BACKGROUND: Differences in the genetic material of severe acute respiratory syndrome coronavirus 2 (SARS-CoV-2) variants may result in altered virulence characteristics. Assessing the disease severity caused by newly emerging variants is essential to estimate their impact on public health. However, causally inferring the intrinsic severity of infection with variants using observational data is a challenging process on which guidance is still limited. We describe potential limitations and biases that researchers are confronted with and evaluate different methodological approaches to study the severity of infection with SARS-CoV-2 variants.
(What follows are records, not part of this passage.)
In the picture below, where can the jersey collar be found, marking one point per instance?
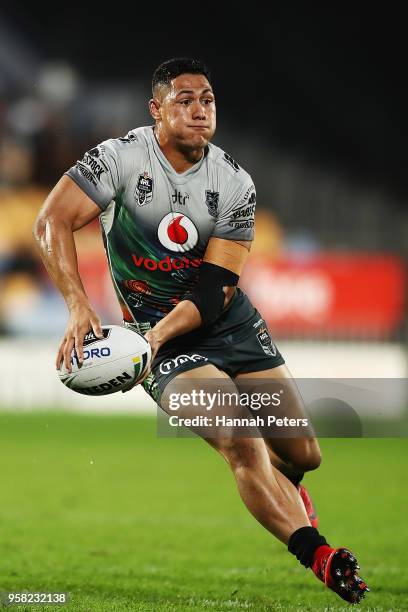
(176, 177)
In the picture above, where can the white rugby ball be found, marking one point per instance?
(110, 364)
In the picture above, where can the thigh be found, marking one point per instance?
(302, 449)
(234, 442)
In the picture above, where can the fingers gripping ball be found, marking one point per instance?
(118, 360)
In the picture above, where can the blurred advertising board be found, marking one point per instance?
(341, 295)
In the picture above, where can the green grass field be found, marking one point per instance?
(99, 507)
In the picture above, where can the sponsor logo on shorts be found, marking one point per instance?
(144, 189)
(167, 264)
(138, 286)
(177, 232)
(266, 342)
(169, 365)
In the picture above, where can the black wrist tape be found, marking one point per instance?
(304, 542)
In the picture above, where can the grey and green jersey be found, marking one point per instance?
(156, 222)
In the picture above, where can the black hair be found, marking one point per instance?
(169, 70)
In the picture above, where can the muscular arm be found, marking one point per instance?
(185, 317)
(66, 210)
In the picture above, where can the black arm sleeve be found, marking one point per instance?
(208, 295)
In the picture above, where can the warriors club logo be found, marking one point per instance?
(144, 189)
(177, 233)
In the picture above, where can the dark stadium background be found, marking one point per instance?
(313, 103)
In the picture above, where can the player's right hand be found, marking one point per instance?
(82, 319)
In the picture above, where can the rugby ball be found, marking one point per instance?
(110, 364)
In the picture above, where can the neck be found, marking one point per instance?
(180, 159)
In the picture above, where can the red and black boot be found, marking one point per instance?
(338, 569)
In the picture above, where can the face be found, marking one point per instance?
(185, 111)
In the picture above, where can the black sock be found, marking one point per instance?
(296, 479)
(303, 543)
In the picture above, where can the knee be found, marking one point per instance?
(307, 456)
(241, 453)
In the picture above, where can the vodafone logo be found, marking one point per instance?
(177, 232)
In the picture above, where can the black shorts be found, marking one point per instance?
(238, 342)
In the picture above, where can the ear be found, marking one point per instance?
(155, 109)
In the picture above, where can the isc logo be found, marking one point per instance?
(102, 352)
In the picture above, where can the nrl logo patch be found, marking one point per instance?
(211, 199)
(144, 189)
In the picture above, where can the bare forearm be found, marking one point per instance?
(56, 243)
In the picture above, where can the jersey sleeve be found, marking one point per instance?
(98, 173)
(235, 220)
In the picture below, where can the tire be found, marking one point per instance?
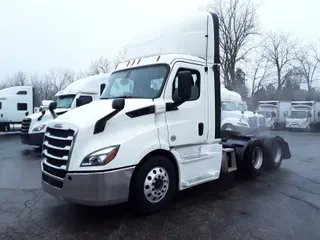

METHODS: We reviewed the literature to identify limitations and potential biases in methods used to study the severity of infection with a particular variant. The impact of different methodological choices is illustrated by using real-world data of Belgian hospitalized COVID-19 patients.
RESULTS: We observed different ways of defining coronavirus disease 2019 (COVID-19) disease severity (e.g., admission to the hospital or intensive care unit versus the occurrence of severe complications or death) and exposure to a variant (e.g., linkage of the sequencing or genotyping result with the patient data through a unique identifier versus categorization of patients based on time periods). Different potential selection biases (e.g., overcontrol bias, endogenous selection bias, sample truncation bias) and factors fluctuating over time (e.g., medical expertise and therapeutic strategies, vaccination coverage and natural immunity, pressure on the healthcare system, affected population groups) according to the successive waves of COVID-19, dominated by different variants, were identified. Using data of Belgian hospitalized COVID-19 patients, we were able to document (i) the robustness of the analyses when using different variant exposure ascertainment methods, (ii) indications of the presence of selection bias and (iii) how important confounding variables are fluctuating over time.
CONCLUSIONS: When estimating the unbiased marginal effect of SARS-CoV-2 variants on the severity of infection, different strategies can be used and different assumptions can be made, potentially leading to different conclusions. We propose four best practices to identify and reduce potential bias introduced by the study design, the data analysis approach, and the features of the underlying surveillance strategies and data infrastructure.